In the widely circulated video, the 30-year-old, in a black T-shirt -- the typical garb of Hong Kong protesters -- performed a vigorous routine to powerful music and animated protest slogans in an industrial building.
But since then, Kaspy and his friends had stopped making such videos, worried that their works will be seen as promoting independence for Hong Kong, particularly after the imposition of the wide-ranging national security law last year.
"The political environment is certainly having an impact on dancers. We create art based on what happens in our life and society, and we should not avoid it," he said.
Kaspy has thought about leaving Hong Kong but has no resources with which to begin life elsewhere. "I want to leave but I don't have the money," said the dancer who still lives with his uncle.
His predicament is one that Elaine Lam, founder and general manager at the Hong Kong Street Dance Development Alliance, sympathizes with. "Street dance is an industry for young people. But the young people in Hong Kong have very limited disposable income," said Lam. Without government support, dancing is not a career option, she said.
The alliance organizes the annual Hong Kong Street Dance Championships and has never been able to make money from any of the competitions and activities it holds, largely due to high cost of venue rentals and hiring judges.

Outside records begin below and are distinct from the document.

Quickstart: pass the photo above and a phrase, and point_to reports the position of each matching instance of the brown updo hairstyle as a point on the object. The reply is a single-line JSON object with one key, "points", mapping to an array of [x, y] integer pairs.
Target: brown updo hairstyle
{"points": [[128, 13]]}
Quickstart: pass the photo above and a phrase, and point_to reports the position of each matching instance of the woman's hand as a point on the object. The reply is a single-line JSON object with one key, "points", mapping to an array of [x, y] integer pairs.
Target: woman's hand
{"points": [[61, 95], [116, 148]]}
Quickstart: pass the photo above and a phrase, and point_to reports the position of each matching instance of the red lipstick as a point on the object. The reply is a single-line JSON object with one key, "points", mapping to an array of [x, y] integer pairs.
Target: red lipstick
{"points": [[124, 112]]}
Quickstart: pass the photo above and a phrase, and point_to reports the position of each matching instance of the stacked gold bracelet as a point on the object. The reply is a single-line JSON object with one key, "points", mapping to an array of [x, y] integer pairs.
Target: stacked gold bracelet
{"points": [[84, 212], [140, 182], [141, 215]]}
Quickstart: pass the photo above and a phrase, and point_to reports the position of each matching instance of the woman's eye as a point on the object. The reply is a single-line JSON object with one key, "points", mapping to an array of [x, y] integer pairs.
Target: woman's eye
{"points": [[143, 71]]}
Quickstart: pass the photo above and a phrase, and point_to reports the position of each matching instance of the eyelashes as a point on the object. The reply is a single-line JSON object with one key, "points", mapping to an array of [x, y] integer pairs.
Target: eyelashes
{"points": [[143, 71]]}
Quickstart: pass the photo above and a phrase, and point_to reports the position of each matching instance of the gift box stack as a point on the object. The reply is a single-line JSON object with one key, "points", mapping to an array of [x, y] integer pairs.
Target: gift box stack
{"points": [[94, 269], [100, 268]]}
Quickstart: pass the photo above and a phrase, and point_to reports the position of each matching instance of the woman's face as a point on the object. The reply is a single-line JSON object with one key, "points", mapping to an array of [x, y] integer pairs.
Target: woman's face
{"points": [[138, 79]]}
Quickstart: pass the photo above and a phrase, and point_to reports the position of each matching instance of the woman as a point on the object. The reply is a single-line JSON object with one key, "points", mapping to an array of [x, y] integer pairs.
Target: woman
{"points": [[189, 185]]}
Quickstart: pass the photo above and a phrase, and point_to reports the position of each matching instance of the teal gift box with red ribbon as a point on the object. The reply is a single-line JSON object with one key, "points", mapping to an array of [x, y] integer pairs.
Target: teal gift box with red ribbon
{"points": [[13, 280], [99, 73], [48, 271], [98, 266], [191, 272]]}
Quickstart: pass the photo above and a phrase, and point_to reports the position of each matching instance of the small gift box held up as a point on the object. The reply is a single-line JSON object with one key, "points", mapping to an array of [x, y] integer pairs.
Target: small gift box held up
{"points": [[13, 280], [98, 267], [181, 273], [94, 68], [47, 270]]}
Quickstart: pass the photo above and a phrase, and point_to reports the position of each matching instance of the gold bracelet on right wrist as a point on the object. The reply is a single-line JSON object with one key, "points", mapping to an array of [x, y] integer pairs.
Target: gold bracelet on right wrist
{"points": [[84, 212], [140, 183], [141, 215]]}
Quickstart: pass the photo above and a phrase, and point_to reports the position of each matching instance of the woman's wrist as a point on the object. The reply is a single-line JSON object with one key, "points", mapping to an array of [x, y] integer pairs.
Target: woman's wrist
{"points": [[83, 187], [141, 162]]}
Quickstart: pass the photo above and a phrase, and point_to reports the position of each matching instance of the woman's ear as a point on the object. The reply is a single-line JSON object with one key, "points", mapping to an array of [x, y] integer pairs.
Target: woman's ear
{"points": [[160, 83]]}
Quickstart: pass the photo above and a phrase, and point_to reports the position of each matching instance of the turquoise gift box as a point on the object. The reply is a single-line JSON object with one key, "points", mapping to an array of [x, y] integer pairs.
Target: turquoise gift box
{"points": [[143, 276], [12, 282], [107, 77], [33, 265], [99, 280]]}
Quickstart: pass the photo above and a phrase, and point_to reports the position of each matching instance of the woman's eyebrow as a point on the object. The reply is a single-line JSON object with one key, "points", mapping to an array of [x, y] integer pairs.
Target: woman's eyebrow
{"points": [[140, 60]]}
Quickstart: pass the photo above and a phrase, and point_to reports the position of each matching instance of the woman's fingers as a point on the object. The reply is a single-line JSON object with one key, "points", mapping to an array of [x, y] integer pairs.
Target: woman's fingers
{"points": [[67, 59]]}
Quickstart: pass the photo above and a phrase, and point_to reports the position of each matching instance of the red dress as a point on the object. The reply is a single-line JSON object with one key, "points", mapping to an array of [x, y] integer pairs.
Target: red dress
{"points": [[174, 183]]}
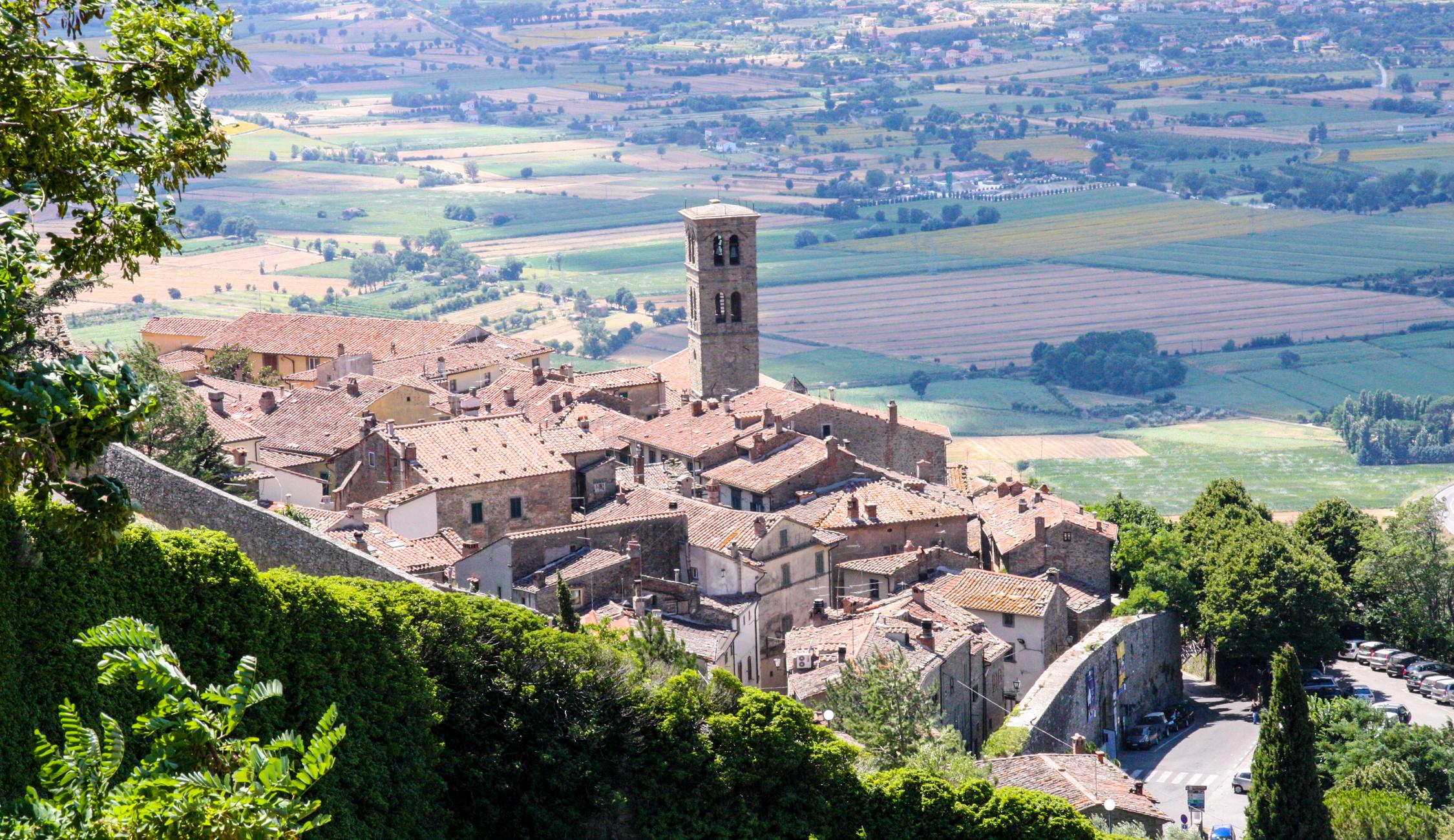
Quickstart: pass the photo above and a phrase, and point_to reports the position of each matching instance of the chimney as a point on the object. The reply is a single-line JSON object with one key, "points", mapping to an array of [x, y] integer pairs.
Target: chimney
{"points": [[635, 557]]}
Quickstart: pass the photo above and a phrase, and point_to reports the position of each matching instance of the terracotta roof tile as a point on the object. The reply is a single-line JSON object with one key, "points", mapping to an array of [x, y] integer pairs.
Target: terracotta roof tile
{"points": [[1084, 781], [979, 589], [301, 335]]}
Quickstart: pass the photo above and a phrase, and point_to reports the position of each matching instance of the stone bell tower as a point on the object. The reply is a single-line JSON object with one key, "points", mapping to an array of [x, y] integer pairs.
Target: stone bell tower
{"points": [[722, 299]]}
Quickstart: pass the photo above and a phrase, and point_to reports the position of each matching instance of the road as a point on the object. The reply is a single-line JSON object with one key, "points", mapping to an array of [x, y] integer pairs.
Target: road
{"points": [[1386, 688], [1208, 753]]}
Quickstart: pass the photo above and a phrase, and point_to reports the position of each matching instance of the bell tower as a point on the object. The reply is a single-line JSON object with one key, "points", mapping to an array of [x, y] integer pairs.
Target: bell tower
{"points": [[722, 299]]}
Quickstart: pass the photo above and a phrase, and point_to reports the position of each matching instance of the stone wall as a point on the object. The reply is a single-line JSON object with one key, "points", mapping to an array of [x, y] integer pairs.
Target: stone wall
{"points": [[1062, 702], [269, 540]]}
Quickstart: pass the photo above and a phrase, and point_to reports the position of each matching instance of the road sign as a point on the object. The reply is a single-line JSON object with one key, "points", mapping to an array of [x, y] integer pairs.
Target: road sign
{"points": [[1196, 797]]}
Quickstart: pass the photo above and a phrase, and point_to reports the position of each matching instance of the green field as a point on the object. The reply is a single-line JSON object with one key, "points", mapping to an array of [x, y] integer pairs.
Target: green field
{"points": [[1286, 467]]}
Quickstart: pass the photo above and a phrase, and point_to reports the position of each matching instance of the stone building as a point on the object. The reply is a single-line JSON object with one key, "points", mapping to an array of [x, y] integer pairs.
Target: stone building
{"points": [[1028, 614], [1028, 531], [490, 476], [722, 299]]}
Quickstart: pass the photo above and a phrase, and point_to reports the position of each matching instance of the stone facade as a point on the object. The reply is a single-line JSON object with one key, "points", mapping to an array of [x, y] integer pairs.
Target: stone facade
{"points": [[269, 540], [722, 299], [1124, 669]]}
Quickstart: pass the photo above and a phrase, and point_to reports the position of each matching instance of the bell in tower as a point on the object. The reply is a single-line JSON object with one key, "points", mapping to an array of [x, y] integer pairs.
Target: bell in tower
{"points": [[722, 299]]}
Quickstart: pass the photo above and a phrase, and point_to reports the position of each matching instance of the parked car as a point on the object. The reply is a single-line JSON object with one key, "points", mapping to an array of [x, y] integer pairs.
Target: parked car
{"points": [[1396, 664], [1242, 782], [1395, 708], [1181, 715], [1365, 651], [1143, 737], [1415, 678], [1156, 720], [1380, 657], [1433, 682]]}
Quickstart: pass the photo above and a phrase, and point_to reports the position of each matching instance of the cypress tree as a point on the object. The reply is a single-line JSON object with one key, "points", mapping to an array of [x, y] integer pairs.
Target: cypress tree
{"points": [[569, 621], [1287, 797]]}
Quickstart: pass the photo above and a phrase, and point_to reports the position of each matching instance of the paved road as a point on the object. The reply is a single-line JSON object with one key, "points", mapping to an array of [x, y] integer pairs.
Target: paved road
{"points": [[1208, 753], [1386, 688]]}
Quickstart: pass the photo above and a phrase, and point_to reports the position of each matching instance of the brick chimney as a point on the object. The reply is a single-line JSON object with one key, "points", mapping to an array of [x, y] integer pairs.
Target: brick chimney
{"points": [[927, 633], [635, 557]]}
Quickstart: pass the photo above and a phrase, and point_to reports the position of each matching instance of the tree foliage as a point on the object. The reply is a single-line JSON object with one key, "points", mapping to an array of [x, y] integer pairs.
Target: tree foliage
{"points": [[1286, 801]]}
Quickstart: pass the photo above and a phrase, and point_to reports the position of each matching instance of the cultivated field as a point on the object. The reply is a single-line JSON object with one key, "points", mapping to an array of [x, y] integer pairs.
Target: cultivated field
{"points": [[995, 317]]}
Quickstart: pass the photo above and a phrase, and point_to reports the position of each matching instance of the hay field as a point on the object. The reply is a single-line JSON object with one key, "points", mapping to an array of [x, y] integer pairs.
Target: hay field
{"points": [[993, 317], [195, 275]]}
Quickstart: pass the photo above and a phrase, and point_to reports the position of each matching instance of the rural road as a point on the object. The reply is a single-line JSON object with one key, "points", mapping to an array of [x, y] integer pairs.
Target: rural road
{"points": [[1217, 746]]}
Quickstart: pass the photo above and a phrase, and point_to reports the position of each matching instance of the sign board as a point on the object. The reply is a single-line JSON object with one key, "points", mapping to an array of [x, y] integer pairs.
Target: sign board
{"points": [[1196, 797]]}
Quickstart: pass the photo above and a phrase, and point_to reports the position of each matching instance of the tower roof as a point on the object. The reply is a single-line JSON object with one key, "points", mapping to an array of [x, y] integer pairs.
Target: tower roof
{"points": [[716, 210]]}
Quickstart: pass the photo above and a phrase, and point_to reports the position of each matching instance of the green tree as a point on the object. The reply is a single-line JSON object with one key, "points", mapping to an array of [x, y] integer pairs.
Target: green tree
{"points": [[569, 621], [1286, 801], [230, 362], [883, 707], [1340, 529], [176, 432], [198, 779], [920, 383]]}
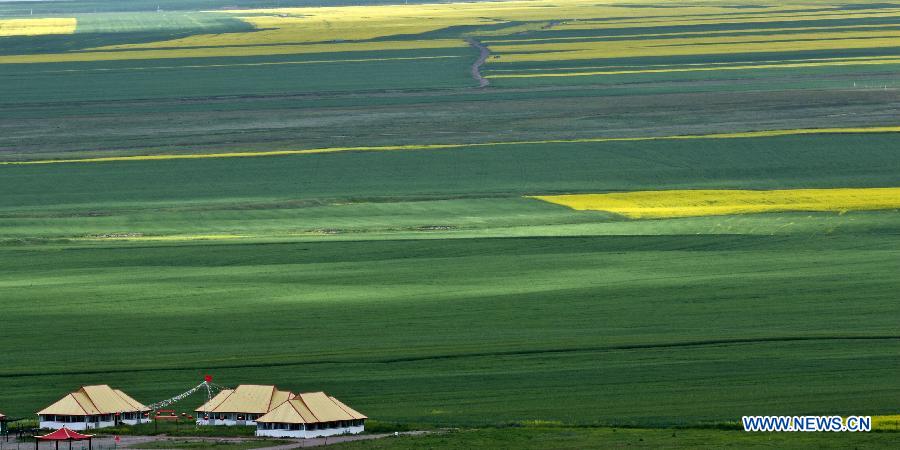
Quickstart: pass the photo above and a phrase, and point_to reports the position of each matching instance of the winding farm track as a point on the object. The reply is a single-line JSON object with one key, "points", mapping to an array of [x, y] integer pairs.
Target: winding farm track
{"points": [[484, 52]]}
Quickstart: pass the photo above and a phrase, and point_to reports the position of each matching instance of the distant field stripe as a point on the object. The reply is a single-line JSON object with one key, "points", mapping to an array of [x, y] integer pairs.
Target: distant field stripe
{"points": [[735, 32], [870, 62], [716, 202], [311, 151], [275, 63], [484, 354], [37, 27], [699, 65], [218, 52]]}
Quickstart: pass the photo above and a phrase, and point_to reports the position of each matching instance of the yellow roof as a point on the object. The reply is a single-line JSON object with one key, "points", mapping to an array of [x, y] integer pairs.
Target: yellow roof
{"points": [[215, 401], [313, 407], [93, 400], [246, 398]]}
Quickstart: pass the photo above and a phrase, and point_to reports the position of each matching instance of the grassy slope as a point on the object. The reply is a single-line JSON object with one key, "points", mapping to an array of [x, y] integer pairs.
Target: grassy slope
{"points": [[480, 331], [570, 317]]}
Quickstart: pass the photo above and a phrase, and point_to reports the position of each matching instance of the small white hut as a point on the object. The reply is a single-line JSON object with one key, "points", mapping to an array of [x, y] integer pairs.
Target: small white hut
{"points": [[93, 407], [310, 415], [241, 405]]}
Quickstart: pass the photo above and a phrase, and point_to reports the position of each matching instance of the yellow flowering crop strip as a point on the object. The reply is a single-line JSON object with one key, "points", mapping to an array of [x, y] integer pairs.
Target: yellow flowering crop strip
{"points": [[704, 202], [37, 27], [565, 51], [857, 62], [413, 147], [231, 51]]}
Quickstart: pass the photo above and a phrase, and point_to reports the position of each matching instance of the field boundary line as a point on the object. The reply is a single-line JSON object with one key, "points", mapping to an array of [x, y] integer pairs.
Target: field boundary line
{"points": [[412, 147], [449, 356]]}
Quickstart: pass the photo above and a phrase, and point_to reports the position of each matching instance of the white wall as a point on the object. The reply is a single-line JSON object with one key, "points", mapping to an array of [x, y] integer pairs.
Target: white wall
{"points": [[226, 422], [310, 433], [78, 426]]}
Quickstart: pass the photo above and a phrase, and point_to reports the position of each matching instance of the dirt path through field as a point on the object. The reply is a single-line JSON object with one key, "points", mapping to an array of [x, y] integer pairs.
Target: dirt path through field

By contrast, street dance is developing in other Asian territories. The style is part of many primary school curricula in Japan, Lam said, while the South Korean government has invested heavily in nurturing street dancers artists and funding international exchanges. The government in Taiwan has opened a large number of public spaces to dancers, including the front of city halls. In China, elite street dancers have become well-known celebrities after taking part in variety shows.
"It's not that Hong Kong does not have talented dancers. It's the structural and fundamental issues that prevent the development of street dance in Hong Kong," Lam said.
Until that changes, Hong Kong's street dancers will have to cling on to the reasons why they love the form. "I am completely a different person when I dance. I get to be myself, and not think about others," Hayboogie said.